Atheism the naked theory might be different from belief on paper, but in practice?
Occupies the same space as my faith does.
Like I said, it’s temperament. Taste is probably pretty close to that in that there’s no accounting for it, but it may be something more basic to one’s person than taste. Tastes change, temperament lingers. No one ought to be saying that religiosity has something to do with intelligence or lack thereof. There are learned believers, and we owe to a long history of them the maintenance of civilization in two hemispheres.

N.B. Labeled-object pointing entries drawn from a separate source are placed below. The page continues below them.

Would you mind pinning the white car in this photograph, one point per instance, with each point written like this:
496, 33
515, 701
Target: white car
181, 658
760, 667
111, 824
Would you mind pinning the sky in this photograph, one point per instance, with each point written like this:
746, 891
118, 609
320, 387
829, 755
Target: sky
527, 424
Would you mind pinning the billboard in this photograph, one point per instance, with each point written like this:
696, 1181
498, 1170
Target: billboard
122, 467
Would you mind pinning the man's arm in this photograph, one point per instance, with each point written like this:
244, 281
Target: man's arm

Nevertheless. At times I turn to poetry for insights into the Big Questions. Hearing that called religion is grating on my ear; that’s making too much of it and making it into the wrong kind of thing all at once. There’s not something called “apoetry” for people who don’t do this, and even if there were it would be absurd to say that apoetry is a form of poetry. There is simply some other activity other than taking down the Larkin from the bookshelf. Atheism can’t occupy a space where religion lies for many people, yourself included, because atheism is the very absence of religion. Something else has to go there. Fortunately there is much else that can, for those so inclined. Not just on paper, if you don’t mind, but in my experience and others’.
It sounds like you’ve been fighting with some rather poor atheists. I suggest that it’s probable that they were fighting with some rather poor religious people before they got to you. That’s the world for you.
As for the movie trailer, considerations about how well the film correlates with reality are overwhelmed by my distaste for melodrama.
** disengages lurking mode **
Just wanted to say this blog has some of the best comment threads I’ve seen.